Africa's Future Lies in a Green Energy Grid
By Stephen Leahy*

UXBRIDGE, Canada, Dec 14, 2010 (IPS) - Development in Africa could falter as climate change grips the continent, increasing the length and severity of droughts and floods by altering precipitation patterns, among other impacts.

The region needs a major shift in its economic development policies and thinking towards decentralised, green economic development, experts now say.

"The world's big economies are largely living off financial transactions which are unconnected to development," warns Supachai Panitchpakdi, secretary-general of United Nations Conference on Trade and Development.

"Export growth does not automatically result in green economic growth, we must look at trade for development," said Panitchpakdi.

In a rejection of failed neoliberal economic policies, Panitchpakdi said strong national policies on investments, taxation, protection of local industries, including subsidies, and changes to less restrictive intellectual property regimes are what is needed to green economies in Africa and elsewhere.

"Green economic development underpins environmental protection, economic growth and development," he said.

The tentative global economic recovery this year is largely a jobless recovery because the current economic growth model is designed to make "people redundant", said Achim Steiner, executive director of the U.N. Environment Programme (UNEP).

"It favours large concentrated power grids, for example, which require very few people," Steiner told IPS.

A low-carbon economy is not for the rich countries, it is for the poorest because it is more resource-efficient, employs more people and brings development at a lower cost, he said, adding, "We have to grow the economies of Africa but only through green sustainable development, delinked from increasing resource use."

"After 50 years of development, 80 percent of Kenya's population had no access to electricity. Now, after a 2008 shift to renewable energy, more Kenyans have access to electricity than ever before," he noted.

"More than half a billion people in rural Africa have little or no access to electricity," noted Nebojsa Nakicenovic of the International Institute for Applied Systems Analysis in Austria.

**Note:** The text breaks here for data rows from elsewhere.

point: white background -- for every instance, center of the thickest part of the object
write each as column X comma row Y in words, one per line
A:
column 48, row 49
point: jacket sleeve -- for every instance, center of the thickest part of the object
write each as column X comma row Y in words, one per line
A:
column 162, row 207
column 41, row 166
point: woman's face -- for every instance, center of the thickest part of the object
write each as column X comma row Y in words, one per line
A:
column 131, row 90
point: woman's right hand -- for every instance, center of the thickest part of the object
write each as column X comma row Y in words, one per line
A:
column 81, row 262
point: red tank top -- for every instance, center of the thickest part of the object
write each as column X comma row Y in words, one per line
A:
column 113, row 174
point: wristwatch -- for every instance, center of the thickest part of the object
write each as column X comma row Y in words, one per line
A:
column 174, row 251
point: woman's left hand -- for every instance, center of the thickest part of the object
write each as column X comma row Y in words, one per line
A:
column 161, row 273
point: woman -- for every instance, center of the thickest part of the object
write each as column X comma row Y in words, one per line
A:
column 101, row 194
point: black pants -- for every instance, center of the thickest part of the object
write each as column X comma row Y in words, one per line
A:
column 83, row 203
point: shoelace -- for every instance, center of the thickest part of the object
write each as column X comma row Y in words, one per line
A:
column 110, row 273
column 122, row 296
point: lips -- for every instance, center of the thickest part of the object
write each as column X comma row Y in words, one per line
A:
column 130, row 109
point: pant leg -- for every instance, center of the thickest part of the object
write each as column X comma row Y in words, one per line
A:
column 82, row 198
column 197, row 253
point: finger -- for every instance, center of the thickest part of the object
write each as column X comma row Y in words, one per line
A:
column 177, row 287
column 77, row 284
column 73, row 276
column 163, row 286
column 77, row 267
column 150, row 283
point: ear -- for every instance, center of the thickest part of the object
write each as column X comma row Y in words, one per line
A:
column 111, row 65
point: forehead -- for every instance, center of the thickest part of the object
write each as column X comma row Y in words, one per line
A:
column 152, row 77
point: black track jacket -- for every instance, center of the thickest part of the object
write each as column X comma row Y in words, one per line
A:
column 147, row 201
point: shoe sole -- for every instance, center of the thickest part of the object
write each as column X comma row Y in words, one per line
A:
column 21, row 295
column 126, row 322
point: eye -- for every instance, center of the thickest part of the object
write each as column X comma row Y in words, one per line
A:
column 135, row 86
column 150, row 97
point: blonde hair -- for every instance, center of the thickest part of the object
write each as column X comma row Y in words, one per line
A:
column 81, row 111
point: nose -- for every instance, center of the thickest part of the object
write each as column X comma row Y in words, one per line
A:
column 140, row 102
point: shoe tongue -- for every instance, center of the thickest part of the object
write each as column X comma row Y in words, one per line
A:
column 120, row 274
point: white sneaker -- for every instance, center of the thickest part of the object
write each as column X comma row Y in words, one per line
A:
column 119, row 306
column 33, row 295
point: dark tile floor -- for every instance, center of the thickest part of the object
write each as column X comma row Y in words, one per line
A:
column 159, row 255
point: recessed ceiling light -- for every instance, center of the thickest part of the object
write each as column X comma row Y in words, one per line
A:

"They pay a large part of their incomes for some kerosene lighting or diesel electric at a cost that is twice that of what the average European pays," Nakicenovic, a leading energy economist, told IPS. "Or worst of all they are forced to rely on flashlights, which is the most expensive form of lighting available."

Universal access to modern energy services globally has been estimated to cost between $80 and $100 billion a year in a number of recent studies, including those by the International Energy Agency and the United Nations Industrial Development Organisation in Vienna.

"That seems like a lot of money but it is significantly less than the $300 to $600 billion being spent annually to subsidise the fossil fuel sector," Nakicenovic pointed out.

Technically, it is doable, representing roughly 20 gigawatts of energy generation - less than what countries like Brazil and South Africa have been able to add in recent years.

Increasing energy access in Africa has a huge range of benefits, he says. It would drive economic development, improve the health of millions by reducing indoor air pollution from kerosene and biomass burning, reduce emissions of greenhouse gases like black carbon and reduce deforestation.

Local technology and local energy distribution in the form of small-scale hydro, biomass, biogas, solar, wind and other forms of production are best suited to Africa. The challenge is mobilising the investments needed, he said. These should be national programmes with long-term financial commitments from the international community.

"We don't need international climate treaties to do this," said Nakicenovic. "Doing things right will bring green growth and prosperity."